Public Support Capping Pay Ratios To Curb Fat Cats
Here we are again - Fat Cat Friday - the day when FTSE 100 bosses have earned more in the first few days of January than the typical UK full-time worker will earn in the entire year. Since inequality was put back on our radar after the financial crisis we've been told that a handful of super rich individuals have the same wealth as the bottom half of the global population, that the richest 1000 individuals in the UK have seen their wealth more than double while the average worker has seen the biggest squeeze in wages since the Napoleonic era, and that CEOs take home millions of pounds in bonuses even when their company is failing. These numbers are indeed shocking, and have fuelled protests such Occupy, new left political movements and slipped off the tongues of many centrist politicians - and yet here we still are.
I started off working inequality when it was considered a "non-subject", I was told just before the financial crash by the chief economist at the think tank I worked at that "inequality doesn't matter - its only growth that people care about. If you want to be a nice person do something on poverty." He was proved wrong very quickly. As the banks collapsed and people finally started asking the right questions inequality was back in vogue.
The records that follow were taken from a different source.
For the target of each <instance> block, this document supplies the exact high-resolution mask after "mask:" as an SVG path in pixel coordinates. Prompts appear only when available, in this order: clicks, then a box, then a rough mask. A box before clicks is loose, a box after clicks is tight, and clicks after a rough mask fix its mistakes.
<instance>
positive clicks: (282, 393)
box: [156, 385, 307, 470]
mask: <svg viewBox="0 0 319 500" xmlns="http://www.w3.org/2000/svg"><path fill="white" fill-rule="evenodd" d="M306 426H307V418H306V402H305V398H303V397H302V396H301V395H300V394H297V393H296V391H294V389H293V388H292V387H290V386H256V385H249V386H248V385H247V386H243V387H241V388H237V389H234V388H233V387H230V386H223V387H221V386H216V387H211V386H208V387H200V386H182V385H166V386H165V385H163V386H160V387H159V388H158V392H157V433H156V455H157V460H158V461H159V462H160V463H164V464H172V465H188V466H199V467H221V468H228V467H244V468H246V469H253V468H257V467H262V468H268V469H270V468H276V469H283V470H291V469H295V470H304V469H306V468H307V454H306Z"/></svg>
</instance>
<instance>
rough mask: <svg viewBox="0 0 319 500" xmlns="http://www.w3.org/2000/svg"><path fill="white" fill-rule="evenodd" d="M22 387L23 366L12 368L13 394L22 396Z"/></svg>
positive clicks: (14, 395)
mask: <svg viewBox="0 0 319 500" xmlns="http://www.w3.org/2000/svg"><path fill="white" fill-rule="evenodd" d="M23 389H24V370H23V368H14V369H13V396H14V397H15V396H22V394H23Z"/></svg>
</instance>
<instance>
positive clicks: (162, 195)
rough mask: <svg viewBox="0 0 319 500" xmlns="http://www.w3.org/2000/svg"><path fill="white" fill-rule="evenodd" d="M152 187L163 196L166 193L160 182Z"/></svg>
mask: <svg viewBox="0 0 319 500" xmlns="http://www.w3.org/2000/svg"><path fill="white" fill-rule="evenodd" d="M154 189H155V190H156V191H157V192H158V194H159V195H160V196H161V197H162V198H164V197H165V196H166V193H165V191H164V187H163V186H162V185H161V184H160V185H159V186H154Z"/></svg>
Thomas Piketty's hefty book 'Capital in the 21st century' became a bestseller, and research from unlikely places like the OECD has uncovered just how detrimental inequality is to both society and the economy - nevertheless policy change has been lacking.
The longer I work on addressing economic inequality and witness exactly how inequality feeds through the veins of our economic, social, educational, legal and political systems I realise it comes down to two things - the same old things warned about in Ancient Greek and early economic texts - power and socially-constructed hierarchies - gender, race, class.
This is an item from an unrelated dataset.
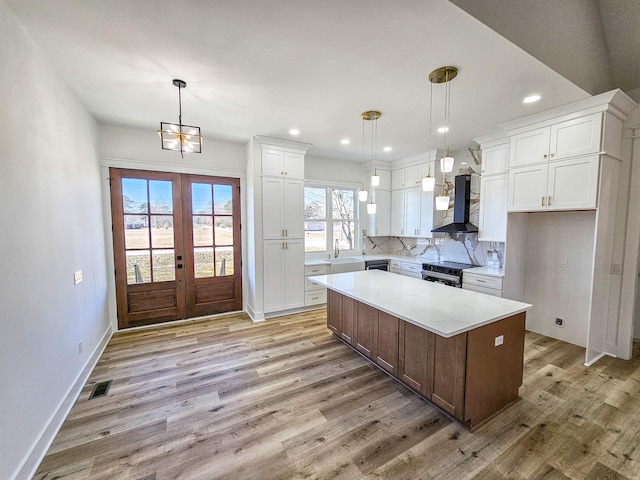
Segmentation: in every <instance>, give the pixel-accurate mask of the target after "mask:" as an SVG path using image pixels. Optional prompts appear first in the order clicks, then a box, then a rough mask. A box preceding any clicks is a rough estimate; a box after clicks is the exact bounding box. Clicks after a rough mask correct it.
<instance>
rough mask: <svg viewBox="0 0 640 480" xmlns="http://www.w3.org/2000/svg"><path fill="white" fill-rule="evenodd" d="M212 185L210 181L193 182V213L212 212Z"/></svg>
mask: <svg viewBox="0 0 640 480" xmlns="http://www.w3.org/2000/svg"><path fill="white" fill-rule="evenodd" d="M211 203H212V202H211V185H209V184H208V183H192V184H191V211H192V212H193V214H207V213H209V214H211V213H213V212H212V209H211Z"/></svg>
Yes, the government will say that it is forcing companies to be more transparent about their wage ratios - but what is transparency when there is no meaningful accountability? The current approach of naming and shaming directors where more than 20 per cent of shareholders vote against a company's pay proposals have been ineffective. The number of such instances doubled between 2017 and 2018 yet there has been no accompanying decline in executive pay. In recently privatised Royal Mail, for instance, 70 per cent of shareholders rejected the executive remuneration policy but it made no difference to the amount of money collected by the board.
CLASS, the High Pay Centre and others are calling for the Companies Act 2006 to be re-written to strengthen the duty that asks for stakeholders including workers, customers and suppliers to be considered. Such a change will help achieve a vital shift in corporate culture over time - making the inclusion of workers on boards more likely, and moving companies to think beyond the bottom line and short-term shareholder interests to their impact on society. CLASS research found that having a worker on remuneration committees resulted in an 'embarrassment factor' as executives feel less inclined to ask for huge pay packets with employees in the room.
Given the scale and stubbornness of the problem we also need to be much more direct in taking action. CLASS advocates removing excessive pay (over £300k) from being corporate tax deductible. This proposal from Richard Murphy is a tax levied on the employer rather than the employee. It has the potential to raise over £4.6 billion annually and will act as a strong disincentive to companies who continue to pay out high salaries.
Thirdly, if we want more deep-rooted change we need to strengthen trade unions. It is no coincidence that as trade union power has declined, wage inequality has increased. It's not rocket science - bosses aren't going to start realising they are not worth it by themselves, workers need more power so they can't ask legitimate questions about the distribution of pay in a company.
It's not if people don't want these changes - a 2018 survey showed that over half of voters supported increasing taxes for those on higher incomes. Thirty-nine percent of voters strongly favoured a cap of 20:1 on the ratio between an employer's highest and lowest-paid workers while just 8 percent strongly opposed one. But while right-wing politicians and bosses hold the cards, action will not be forthcoming. And while we are continually distracted with immigrant bashing, myths about the need for austerity and Brexit - CEOs will keep getting their pay increases, the global elite will continue to buy up properties, big companies like Google will continue avoiding taxes, and yes the rich will just keep getting richer. Let's hope 2019 is the year more of the population wake up to who's really to blame for our growing inequalities.